We first used CONETT to identify statistically significant alteration sets that consisted of highly-recurrent alteration events following the root event, and associated trajectories in the TRACERx renal study (see Section 3.1.1), by considering as a root node each gene and chromosomal arm that are found to be altered in at least 10 tumors. For each root, in this experiment we set the optional parameter t in the MPCSI formulation to a high fraction of the root’s recurrence frequency (48%). We empirically assessed the statistical significance of these alteration sets using methodology described in Section 2.4. From the evolutionarily conserved alteration sets, we constructed conserved evolutionary trajectory trees, setting the γ parameter in the MCETT formulation to 13 and the ancestor–descendant order confidence score threshold of δ=0.85 (see Section 2.3). Below we report on the 10 most significant evolutionarily conserved alteration sets.

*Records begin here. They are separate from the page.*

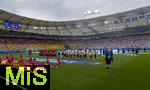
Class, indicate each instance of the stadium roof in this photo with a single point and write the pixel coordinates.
(7, 16)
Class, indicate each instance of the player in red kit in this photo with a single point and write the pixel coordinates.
(58, 62)
(34, 62)
(9, 61)
(30, 60)
(21, 60)
(47, 61)
(1, 60)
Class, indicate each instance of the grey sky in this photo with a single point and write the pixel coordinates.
(63, 10)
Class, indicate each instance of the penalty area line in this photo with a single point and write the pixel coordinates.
(13, 83)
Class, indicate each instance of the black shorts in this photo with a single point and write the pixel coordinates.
(108, 62)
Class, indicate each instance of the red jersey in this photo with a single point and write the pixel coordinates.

Four of these sets contain two or three nodes, involving genes and copy number altered chromosome arms that are co-clonal (Fig. 3E): these include sequence alterations on driver gene VHL and copy number loss on Chromosome 3p, which are known to be founder alterations in ccRCC. Conserved evolutionary trajectories rooted either by sequence alterations on VHL or copy number loss on 3p (Fig. 3A and B) both include sequence alterations in PBRM1 and copy number loss on Chromosome 14q as highly conserved follow-up events (P-value < 0.001), with sequence alteration in PBRM1 typically occurring before copy number loss on 14q. Copy number gain on Chromosome 5 (occurring in about a quarter of all tumors) is accompanied by co-clonal sequence alteration in VHL, and is followed by copy number loss on Chromosome 14q and copy number gain on Chromosome 7, each observed in about half of the tumors (P-value < 0.008, Fig. 3C). The remaining three conserved trajectories are all rooted by the copy number loss on Chromosome 6, occurring in 19 tumors (Fig. 3D shows the largest trajectory tree). It is followed by losses on 14q and 9 at a high conservation rate of 70% (P-value < 0.001), gains on Chromosome 7 at 55% (P-value < 0.010) and sequence alterations of VHL and loss on Chromosome 4 at 50% (P-value < 0.001). Loss on Chromosome 4 follows loss of Chromosome 9 in more than a third of the tumors.

Fig. 3.

Fig. 3.

Conserved evolutionary trajectories identified through CONETT in renal cancer. The numerical value in each node is the total number of tumors in which the root event is an ancestor of the node. Next to each edge, the number of tumors that the exact evolutionary trajectory ending with that edge is conserved in is displayed. Each undirected edge (orange) marks a pair of co-clonal alterations that cannot be temporally ordered. (A–D) Conserved evolutionary trajectory trees constructed for highly-conserved alteration sets. (E) Statistically significant highly conserved, co-clonal sets, from which it is not possible to reconstruct evolutionary trajectories with a known temporal order of nodes. (F) Select trajectories from conserved evolutionary trajectory trees rooted by the germline node, VHL and loss on Chromosome 3p

Next, we looked into trees of trajectories rooted by the most recurrent events in the dataset. As sequence alterations in VHL (found in 77% tumors) and copy number loss on Chromosome 3p (found in 89% tumors) play a key role in initiation of ccRCC, we examined the two evolutionarily conserved alteration sets and conserved evolutionary trajectories that are rooted by either of these events and contain nodes that are altered in at least 10 tumors each (t =10, both of the sets have P-value < 0.001). We also examined conserved evolutionary trajectories that start with the germline node, with the same value of t, as it is present in the whole dataset. The resulting trees of trajectories are shown on Supplementary Figures S6–S8; while Figure 3F shows a number of select trajectories from those trees.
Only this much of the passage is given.